So we decided to have our lawn guy come over and aerate the lawn. Seems like the appropriately suburban thing to do, and the lawn really needs some help. He's got a nice machine, good plug-type deal, and he went over the whole yard good, leaving plenty of dog-turd looking plugs scattered about.
A day or two later, I'm up when the sprinklers come on. I spied an extra fountain of water coming from the lawn, not coming from one of the sprinkler heads. Uh-oh... he must have hit one of the lines.
When I dug the area up, it was clear why -- the lines were at most 2" below the surface. There were a couple of half-moon shaped holes in a 1" main, and a slice out of a smaller lateral. No big whoop, just head to Depot and pick up some fittings and repair pipe.

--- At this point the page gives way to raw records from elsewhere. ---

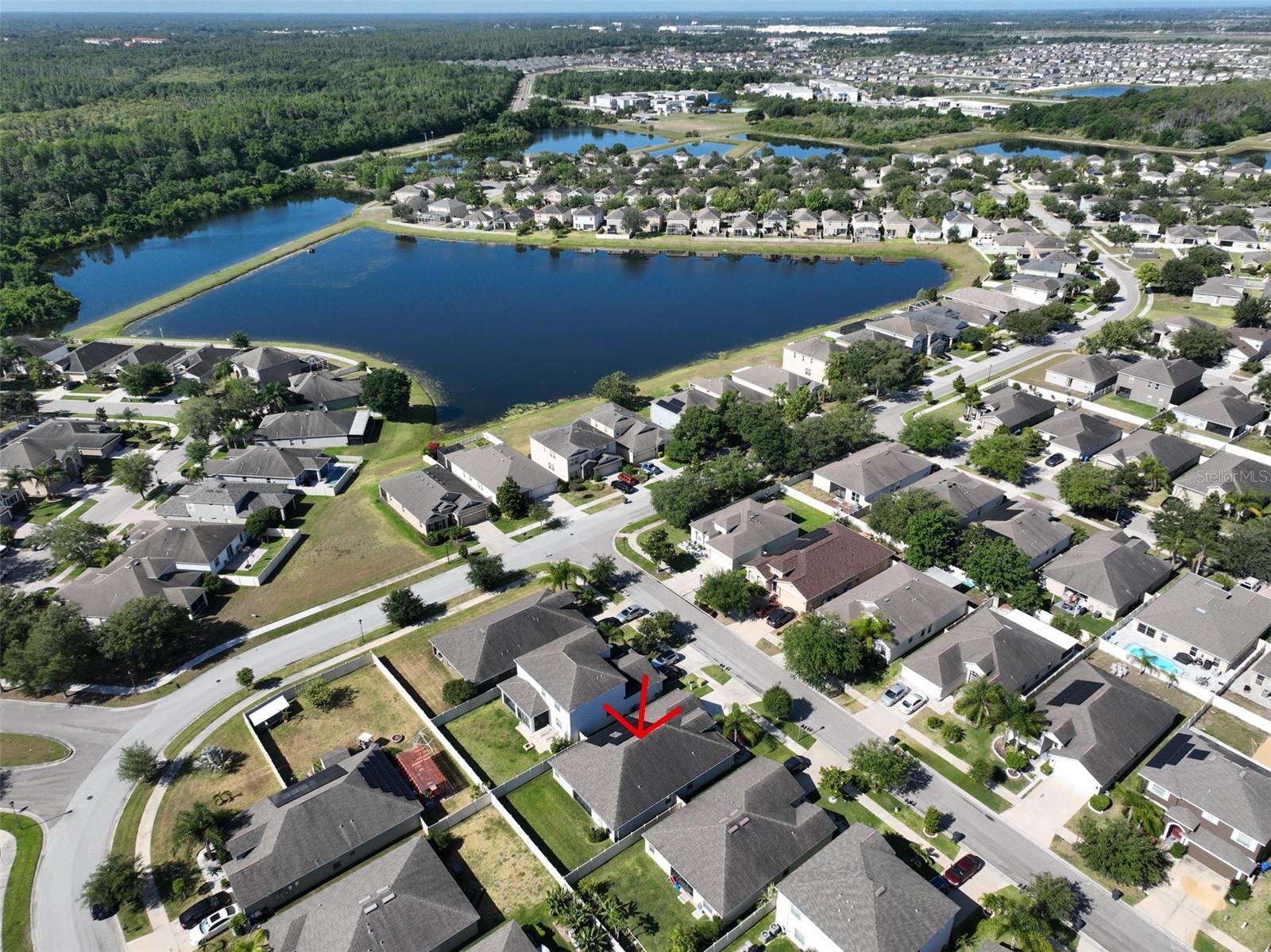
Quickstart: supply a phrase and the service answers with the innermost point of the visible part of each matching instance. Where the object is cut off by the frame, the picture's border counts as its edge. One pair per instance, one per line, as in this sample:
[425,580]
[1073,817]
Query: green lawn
[16,935]
[717,674]
[1256,912]
[951,773]
[556,821]
[788,727]
[636,880]
[1232,731]
[25,749]
[489,738]
[809,518]
[1126,406]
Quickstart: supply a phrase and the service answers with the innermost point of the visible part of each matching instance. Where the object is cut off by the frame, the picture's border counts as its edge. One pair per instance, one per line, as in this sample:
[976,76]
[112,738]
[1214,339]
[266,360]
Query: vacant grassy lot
[489,740]
[25,749]
[252,780]
[353,530]
[497,872]
[368,703]
[556,821]
[635,878]
[1232,731]
[16,935]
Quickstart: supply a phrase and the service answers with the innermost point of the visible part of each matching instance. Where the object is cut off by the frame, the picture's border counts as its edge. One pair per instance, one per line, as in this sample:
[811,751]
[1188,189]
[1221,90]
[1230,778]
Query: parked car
[203,908]
[893,694]
[964,869]
[779,617]
[912,702]
[213,926]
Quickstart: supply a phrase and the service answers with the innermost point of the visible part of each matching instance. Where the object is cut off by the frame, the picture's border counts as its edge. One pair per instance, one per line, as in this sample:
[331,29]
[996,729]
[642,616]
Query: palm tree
[48,474]
[273,397]
[563,575]
[1022,719]
[1138,808]
[740,727]
[1154,473]
[200,824]
[980,703]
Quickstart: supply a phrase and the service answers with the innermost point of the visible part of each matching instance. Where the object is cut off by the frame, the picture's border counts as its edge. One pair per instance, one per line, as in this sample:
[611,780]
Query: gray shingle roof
[741,833]
[1203,613]
[1111,567]
[908,599]
[1172,453]
[415,905]
[1007,653]
[1106,723]
[298,831]
[622,776]
[487,647]
[434,491]
[1227,473]
[875,468]
[864,897]
[1230,787]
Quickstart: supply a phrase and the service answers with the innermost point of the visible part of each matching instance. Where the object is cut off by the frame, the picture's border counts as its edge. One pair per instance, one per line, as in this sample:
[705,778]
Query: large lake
[495,326]
[110,277]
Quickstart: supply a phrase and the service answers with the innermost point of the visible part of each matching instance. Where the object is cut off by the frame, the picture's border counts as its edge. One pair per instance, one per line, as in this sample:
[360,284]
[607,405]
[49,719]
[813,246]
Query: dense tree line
[1185,116]
[101,143]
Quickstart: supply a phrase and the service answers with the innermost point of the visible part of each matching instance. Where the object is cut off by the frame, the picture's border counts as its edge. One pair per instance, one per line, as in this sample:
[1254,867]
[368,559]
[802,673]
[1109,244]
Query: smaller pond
[791,148]
[572,139]
[1099,92]
[696,149]
[118,275]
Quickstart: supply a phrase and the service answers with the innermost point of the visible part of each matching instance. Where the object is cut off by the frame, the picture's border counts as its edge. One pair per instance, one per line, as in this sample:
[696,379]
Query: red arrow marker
[642,730]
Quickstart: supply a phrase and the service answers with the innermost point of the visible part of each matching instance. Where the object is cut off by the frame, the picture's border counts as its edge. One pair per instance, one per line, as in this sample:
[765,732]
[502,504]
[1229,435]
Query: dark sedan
[964,869]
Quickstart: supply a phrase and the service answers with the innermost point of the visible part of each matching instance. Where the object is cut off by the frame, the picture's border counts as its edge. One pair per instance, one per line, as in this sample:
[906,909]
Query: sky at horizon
[843,10]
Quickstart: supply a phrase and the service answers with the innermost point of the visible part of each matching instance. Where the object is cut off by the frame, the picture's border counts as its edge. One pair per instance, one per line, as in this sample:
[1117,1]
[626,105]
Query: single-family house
[970,497]
[1220,474]
[1203,622]
[1160,383]
[985,645]
[1223,410]
[313,429]
[486,468]
[864,476]
[622,780]
[736,534]
[404,900]
[857,895]
[1099,726]
[1014,410]
[485,649]
[309,833]
[1176,455]
[811,569]
[571,683]
[434,499]
[1086,374]
[1033,528]
[1215,802]
[736,838]
[1106,575]
[915,607]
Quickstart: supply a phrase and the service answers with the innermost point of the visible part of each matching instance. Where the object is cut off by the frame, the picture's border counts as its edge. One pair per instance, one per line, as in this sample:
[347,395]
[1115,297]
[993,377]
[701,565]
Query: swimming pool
[1153,659]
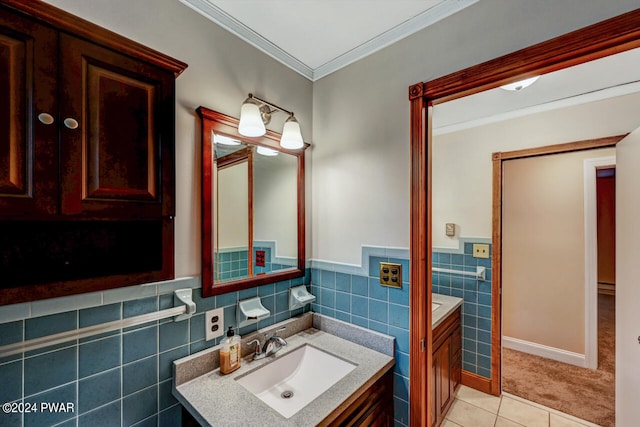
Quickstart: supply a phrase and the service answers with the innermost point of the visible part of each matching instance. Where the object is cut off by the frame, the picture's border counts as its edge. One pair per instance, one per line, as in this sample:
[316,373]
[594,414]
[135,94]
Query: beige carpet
[584,393]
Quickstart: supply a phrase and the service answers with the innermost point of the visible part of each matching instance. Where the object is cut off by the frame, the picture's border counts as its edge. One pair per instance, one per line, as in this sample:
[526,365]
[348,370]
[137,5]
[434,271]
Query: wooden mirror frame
[596,41]
[213,121]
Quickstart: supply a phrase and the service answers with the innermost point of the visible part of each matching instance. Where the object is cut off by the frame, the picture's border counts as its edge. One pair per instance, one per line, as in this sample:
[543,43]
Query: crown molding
[236,27]
[399,32]
[408,27]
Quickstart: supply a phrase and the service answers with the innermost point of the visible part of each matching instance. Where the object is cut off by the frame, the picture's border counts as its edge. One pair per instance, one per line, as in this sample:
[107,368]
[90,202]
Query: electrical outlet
[214,323]
[391,274]
[480,250]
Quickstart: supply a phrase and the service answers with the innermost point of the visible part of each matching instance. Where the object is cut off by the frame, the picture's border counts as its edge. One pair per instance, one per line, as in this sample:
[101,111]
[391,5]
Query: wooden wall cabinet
[86,156]
[447,364]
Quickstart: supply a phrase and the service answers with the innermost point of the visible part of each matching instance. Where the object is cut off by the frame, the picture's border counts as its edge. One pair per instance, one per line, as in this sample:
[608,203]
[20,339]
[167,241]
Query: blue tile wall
[123,377]
[360,300]
[476,308]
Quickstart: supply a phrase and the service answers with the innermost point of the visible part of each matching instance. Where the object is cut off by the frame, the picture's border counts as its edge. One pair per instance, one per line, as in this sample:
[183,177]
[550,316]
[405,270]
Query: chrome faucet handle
[275,334]
[257,351]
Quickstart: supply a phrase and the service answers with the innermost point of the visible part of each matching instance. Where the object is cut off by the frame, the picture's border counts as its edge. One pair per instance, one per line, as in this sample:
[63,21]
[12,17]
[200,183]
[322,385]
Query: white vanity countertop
[216,399]
[447,306]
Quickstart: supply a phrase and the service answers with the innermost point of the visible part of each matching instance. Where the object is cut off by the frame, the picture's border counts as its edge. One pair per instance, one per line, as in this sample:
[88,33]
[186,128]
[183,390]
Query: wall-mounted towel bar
[478,274]
[181,312]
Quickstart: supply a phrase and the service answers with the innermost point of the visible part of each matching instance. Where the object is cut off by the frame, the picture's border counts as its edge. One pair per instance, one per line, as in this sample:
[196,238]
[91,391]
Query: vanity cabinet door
[28,71]
[447,365]
[116,137]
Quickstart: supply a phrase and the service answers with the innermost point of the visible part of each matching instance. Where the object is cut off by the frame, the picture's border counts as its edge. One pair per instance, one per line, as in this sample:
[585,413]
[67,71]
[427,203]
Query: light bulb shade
[224,140]
[291,136]
[266,151]
[250,120]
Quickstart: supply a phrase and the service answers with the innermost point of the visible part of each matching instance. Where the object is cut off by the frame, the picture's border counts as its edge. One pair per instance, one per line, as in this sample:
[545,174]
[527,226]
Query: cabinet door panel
[117,161]
[120,145]
[27,88]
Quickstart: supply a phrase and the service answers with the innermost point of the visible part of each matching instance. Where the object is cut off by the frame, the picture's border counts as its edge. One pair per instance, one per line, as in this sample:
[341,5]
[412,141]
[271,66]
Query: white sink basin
[292,381]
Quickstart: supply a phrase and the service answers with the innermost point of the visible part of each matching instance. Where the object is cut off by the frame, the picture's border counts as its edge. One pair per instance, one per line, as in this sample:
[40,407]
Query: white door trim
[591,258]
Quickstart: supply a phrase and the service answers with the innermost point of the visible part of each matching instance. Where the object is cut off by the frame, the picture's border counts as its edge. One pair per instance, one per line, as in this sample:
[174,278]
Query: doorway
[548,241]
[596,41]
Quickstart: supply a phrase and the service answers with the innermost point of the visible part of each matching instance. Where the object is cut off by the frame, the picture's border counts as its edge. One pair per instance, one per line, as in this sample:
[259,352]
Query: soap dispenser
[230,352]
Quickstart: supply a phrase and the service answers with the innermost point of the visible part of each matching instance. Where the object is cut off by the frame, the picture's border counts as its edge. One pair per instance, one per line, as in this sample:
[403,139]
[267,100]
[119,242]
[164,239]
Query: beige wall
[462,194]
[543,252]
[627,280]
[222,70]
[360,173]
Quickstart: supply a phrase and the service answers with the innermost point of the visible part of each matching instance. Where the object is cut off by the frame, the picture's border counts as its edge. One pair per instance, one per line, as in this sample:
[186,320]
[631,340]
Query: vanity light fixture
[256,113]
[266,151]
[519,85]
[224,140]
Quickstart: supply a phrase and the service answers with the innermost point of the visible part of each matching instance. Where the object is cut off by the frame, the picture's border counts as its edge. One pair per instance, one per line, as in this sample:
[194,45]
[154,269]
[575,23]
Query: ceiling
[317,37]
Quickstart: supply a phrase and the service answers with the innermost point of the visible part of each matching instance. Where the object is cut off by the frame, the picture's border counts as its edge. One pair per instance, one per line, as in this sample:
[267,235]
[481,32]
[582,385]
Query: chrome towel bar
[479,274]
[181,312]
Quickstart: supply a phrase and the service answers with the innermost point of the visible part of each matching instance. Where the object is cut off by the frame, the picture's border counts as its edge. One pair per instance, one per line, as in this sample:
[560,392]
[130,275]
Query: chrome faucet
[271,345]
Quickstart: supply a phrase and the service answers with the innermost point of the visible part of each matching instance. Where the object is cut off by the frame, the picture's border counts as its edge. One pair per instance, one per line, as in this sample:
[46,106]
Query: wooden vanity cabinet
[373,408]
[86,156]
[447,364]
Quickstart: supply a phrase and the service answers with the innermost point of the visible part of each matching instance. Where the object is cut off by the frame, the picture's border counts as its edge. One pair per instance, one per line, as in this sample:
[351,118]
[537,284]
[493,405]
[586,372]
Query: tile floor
[476,409]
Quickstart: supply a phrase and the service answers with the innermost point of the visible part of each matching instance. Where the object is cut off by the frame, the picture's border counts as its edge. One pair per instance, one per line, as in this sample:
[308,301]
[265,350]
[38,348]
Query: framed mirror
[252,207]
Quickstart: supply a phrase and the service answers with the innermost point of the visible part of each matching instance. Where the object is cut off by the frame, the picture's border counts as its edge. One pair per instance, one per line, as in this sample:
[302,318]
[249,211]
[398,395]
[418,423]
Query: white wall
[275,202]
[232,194]
[627,280]
[360,159]
[222,70]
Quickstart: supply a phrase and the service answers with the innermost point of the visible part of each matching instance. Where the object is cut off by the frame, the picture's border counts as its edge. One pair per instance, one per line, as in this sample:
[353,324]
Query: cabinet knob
[70,123]
[46,118]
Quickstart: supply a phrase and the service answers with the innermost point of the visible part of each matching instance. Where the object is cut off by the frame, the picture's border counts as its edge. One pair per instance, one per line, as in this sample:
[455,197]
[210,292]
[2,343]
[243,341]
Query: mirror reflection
[255,210]
[252,207]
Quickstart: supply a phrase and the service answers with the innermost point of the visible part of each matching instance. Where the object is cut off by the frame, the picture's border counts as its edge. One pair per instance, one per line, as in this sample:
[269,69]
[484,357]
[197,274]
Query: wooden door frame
[606,38]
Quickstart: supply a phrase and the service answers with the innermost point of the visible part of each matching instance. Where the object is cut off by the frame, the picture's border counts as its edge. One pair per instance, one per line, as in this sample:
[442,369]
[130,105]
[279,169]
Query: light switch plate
[450,229]
[391,274]
[214,323]
[480,250]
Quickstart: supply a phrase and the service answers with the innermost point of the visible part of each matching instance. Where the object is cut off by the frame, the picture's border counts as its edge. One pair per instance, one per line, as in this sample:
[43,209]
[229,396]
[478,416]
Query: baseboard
[475,381]
[545,351]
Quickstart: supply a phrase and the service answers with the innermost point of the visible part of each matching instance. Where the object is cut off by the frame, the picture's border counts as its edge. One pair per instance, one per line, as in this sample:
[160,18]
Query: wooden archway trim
[606,38]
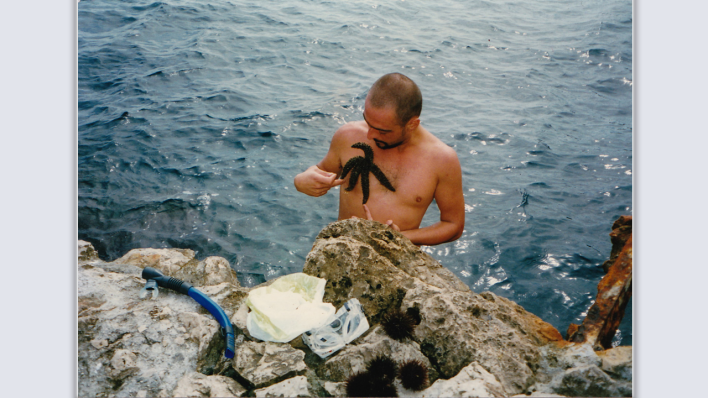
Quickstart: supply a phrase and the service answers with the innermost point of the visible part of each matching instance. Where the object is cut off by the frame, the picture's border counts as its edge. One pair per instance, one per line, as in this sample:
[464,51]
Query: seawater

The 1" main was easy peasy. The lateral, though, kicked my butt. I had bought 1/2" because that was the smallest they had, but the tubing was even smaller. Went back to Depot, nothing. Went to Lowe's, nothing. Finally resorted to a supplier to the irrigation trade. Dude didn't want to know about a homeowner problem, and said he'd never seen the stuff before. Not at all helpful with the few questions he deigned to let me ask.
"Oh, well," I chirped. "Guess I'll just have to 3D print my own fittings," I told him. He looked at me like something was crawling out of my ear. Time for me to have the last laugh.
You've been wait your whole life to flip up your collar and tell someone you'll be 3D printing your own replacement parts. Hahahaha. Good hack Dan!